Similarly , gini index of Group G2 GiniG2 = 1 - $({pC1G2}^{2} + {pC2G2}^{2})$


Overall Gini index = GiniG1 + GiniG2 

## So what happens if split is completely perfect or completely imperfect ?

For a completely perfect split, pC1G1 = 1, pC2G2=1, pC1G2 = 0, pC2G1 = 0

Therefore, GiniG1 = 1 - (1 + 0) = 0
GiniG2 = 0

Theferefore, Gini Index for a perfect split is 0


For a completely imperfect split, all 4 probabilities will be 0.5

GiniG1 = (1 - $({0.5}^{2} + {0.5}^{2})$ = 1 - 0.5 = 0.5
Similarly, GiniG2 = 0.5

Gini Index overall = 0.5 + 0.5 = 1

This will extend even if we have a multiclass situation and more groups

If we have 2 groups, and 4 classes each,
a perfectly imperfect split will have a probability of 0.25 in each group

Therefore , GiniG1 =  (1 - $(4*{0.25}^{4})$  = 0.984375
Similarly , GiniG2 = 0.984375
Total Gini = 1.96875

## So what does this mean when used in training ?
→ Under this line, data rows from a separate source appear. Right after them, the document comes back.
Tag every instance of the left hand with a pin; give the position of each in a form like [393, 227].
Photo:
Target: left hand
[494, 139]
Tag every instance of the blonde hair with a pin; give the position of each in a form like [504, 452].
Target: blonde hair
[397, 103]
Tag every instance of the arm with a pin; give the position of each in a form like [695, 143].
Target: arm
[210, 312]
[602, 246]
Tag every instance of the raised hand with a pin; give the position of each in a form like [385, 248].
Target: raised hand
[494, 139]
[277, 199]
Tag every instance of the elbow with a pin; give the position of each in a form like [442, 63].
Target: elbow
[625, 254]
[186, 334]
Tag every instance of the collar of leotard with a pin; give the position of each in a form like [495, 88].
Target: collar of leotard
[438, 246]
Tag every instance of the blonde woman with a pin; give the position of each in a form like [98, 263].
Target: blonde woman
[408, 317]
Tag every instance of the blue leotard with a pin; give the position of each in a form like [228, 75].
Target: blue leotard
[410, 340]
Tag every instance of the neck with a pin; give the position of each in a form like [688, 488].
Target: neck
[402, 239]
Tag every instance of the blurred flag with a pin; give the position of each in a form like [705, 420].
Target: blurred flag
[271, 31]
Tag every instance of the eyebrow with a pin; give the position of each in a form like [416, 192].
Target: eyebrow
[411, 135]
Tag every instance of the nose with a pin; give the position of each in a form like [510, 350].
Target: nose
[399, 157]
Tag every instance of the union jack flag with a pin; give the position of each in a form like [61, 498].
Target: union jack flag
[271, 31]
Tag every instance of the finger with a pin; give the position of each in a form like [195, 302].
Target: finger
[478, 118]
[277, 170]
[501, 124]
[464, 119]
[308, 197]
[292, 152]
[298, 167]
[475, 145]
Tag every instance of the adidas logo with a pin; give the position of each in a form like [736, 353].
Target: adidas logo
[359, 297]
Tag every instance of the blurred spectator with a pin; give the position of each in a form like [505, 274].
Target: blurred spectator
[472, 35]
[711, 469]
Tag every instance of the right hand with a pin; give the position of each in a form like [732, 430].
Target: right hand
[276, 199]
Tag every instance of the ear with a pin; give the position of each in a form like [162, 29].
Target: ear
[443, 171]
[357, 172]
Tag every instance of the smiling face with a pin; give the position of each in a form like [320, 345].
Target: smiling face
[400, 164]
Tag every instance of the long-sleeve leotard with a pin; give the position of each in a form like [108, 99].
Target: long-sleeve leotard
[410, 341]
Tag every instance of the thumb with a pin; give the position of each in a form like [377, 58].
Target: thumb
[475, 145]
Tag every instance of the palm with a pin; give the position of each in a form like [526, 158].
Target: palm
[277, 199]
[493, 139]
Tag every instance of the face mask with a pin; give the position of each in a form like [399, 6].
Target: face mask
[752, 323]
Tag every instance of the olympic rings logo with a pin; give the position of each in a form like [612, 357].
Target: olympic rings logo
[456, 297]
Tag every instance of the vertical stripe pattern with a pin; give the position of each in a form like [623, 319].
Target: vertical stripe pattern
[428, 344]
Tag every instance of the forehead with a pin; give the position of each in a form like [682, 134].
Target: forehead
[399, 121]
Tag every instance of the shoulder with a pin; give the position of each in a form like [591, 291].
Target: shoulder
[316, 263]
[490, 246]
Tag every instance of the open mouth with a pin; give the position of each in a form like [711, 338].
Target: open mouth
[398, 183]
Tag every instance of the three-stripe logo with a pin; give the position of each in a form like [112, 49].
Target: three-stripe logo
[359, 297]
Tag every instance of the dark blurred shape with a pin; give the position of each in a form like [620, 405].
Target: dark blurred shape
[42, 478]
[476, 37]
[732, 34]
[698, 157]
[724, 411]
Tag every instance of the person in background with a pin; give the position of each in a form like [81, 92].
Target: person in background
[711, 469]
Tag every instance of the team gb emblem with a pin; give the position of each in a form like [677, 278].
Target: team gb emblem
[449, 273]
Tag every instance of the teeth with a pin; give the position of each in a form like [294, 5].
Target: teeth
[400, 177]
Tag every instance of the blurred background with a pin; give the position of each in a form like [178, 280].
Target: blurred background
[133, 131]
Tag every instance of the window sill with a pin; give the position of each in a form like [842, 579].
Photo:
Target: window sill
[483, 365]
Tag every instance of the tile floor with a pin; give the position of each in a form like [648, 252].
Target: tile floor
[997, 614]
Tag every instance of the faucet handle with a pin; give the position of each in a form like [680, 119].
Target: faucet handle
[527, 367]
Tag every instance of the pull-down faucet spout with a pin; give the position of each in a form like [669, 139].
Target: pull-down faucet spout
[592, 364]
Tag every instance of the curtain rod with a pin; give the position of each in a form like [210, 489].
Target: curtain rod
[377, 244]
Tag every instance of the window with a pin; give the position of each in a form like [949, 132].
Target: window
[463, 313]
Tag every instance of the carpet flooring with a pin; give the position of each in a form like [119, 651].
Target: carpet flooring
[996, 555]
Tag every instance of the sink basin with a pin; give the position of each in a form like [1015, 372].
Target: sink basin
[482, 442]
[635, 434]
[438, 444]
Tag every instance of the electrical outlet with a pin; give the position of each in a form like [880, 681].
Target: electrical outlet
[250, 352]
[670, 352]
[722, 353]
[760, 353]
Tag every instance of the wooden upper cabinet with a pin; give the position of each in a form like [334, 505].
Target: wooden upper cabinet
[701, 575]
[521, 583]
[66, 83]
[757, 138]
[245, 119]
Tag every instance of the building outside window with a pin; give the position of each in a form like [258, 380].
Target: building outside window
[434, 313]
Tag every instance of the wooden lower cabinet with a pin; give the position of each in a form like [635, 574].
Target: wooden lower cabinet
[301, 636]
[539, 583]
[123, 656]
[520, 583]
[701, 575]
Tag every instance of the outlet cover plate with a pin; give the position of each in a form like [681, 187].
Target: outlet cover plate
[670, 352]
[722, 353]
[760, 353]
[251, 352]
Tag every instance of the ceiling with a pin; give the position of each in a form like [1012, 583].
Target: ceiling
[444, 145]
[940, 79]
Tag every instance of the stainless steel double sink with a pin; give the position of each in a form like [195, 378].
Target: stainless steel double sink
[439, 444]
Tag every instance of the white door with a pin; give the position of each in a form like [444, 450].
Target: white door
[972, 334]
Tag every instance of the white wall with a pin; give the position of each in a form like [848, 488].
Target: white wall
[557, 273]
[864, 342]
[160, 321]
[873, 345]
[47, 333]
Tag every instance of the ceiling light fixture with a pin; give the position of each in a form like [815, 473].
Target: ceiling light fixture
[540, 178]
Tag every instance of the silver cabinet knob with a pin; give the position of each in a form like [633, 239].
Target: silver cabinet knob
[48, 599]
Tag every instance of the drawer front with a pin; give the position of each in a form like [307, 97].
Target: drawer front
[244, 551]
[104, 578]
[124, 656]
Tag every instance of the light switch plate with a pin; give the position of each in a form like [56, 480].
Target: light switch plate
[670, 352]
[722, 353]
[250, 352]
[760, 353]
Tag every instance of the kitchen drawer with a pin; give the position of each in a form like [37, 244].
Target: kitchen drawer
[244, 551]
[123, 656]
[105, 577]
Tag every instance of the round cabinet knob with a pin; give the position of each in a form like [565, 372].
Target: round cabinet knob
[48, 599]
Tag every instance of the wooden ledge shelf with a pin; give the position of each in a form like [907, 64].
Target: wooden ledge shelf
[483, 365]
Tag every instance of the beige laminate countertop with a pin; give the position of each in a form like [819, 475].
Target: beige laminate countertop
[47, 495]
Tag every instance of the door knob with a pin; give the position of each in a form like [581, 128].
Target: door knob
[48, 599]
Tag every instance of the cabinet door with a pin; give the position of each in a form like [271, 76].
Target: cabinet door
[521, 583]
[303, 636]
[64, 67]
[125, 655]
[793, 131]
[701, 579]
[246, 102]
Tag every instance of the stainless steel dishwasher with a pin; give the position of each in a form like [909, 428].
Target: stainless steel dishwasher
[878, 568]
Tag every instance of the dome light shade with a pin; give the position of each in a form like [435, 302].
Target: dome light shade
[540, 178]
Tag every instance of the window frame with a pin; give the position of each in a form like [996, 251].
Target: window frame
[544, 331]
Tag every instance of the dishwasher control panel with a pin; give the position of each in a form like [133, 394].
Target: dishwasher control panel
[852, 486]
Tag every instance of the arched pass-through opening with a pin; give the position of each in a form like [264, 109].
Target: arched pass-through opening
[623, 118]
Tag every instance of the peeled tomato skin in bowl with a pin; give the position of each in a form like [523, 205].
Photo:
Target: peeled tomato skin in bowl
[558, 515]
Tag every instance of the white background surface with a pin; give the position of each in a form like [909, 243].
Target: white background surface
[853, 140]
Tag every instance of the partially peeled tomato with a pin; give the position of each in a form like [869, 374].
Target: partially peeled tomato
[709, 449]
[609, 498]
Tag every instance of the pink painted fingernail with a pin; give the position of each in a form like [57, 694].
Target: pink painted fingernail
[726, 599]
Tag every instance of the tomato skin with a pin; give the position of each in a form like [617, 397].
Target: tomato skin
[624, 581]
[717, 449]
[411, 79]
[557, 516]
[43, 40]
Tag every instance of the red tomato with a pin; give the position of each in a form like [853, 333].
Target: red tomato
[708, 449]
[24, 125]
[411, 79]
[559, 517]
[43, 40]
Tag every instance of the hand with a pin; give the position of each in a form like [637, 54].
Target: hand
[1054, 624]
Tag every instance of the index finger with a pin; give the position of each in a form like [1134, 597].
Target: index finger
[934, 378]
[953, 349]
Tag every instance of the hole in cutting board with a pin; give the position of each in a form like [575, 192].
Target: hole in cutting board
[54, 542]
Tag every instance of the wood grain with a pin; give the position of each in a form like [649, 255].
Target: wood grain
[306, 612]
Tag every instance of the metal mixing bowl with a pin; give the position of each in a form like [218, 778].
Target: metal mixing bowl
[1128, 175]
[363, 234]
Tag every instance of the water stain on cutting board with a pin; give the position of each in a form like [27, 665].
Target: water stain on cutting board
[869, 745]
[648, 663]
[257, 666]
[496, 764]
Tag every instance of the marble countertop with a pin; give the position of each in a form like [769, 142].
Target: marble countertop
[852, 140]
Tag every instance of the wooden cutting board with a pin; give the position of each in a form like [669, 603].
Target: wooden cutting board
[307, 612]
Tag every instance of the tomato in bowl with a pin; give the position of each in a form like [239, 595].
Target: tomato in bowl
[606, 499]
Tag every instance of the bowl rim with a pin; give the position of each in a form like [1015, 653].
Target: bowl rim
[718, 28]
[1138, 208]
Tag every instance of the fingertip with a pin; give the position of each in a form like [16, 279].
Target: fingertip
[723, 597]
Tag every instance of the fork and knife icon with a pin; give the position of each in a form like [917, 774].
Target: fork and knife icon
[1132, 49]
We define Gini Gain, which is Gini Index before splitting - Gini Index after splitting

A feature which results in a split with the least gini index  (or equivalently the highest gini gain ) is used as the root node 


## Ok. Features are selected based on highest gini gain, but how are thresholds selected for continuous features ? Are all possible thresholds tried out ?

TBA


## Information gain

An alternative to Gini gain

The formula for entropy using the same notation  above is the usual shannon entropy formulation

Entropy = -$\sum_{i}{p_{i}log_{2}p_{i}}$

where the sum again is over all classes in the group

In a perfect split, Entropy = 0, as p_i will be 1 or 0
For a non perfect split, entropy will be a positive number

Similar to Gini gain, in training, we compute entropy across all groups before and after splitting to and subtract to get information gain

We choose the feature to take a split, based on which feature maximizes entropy gain at a given step

## Nice properties of information gain

1) Information gain is always non-negative (which means if a decision tree uses entropy, it is guaranteed to not become worse at every step, atleast for training data)

How ?

Assume split is done using feature/input variable Xi
Information gain = entropy(before split) - entropy(after split)
      = entropy($p_{Y}(D)$) - $\sum_{j}(fraction of points in group j after splitting by Xi)*entropy(group j)$
      
 entropy($p_{Y}(D)$) simply means that entropy is a function of distribution of label Y in the training data D
      
Information gain = entropy($p_{Y}(D)$) - $\sum_{j}(fraction of points in group j)*entropy(p_{Y}(subset of D belongs to group j))$

which can be equivalently written in terms of conditional entropy as 

Information gain = entropy($p_{Y}(D)$) - $entropy(p_{Y}(D) | p_{Xi}(D))$ [see here][5]

Term 2 is entropy after split - which is a function of probability distribution of Y over D, given D being split according to split variable Xi which can take m possible values, giving rise to m possible groups after splitting (these m groups are represented by index j in the equation above)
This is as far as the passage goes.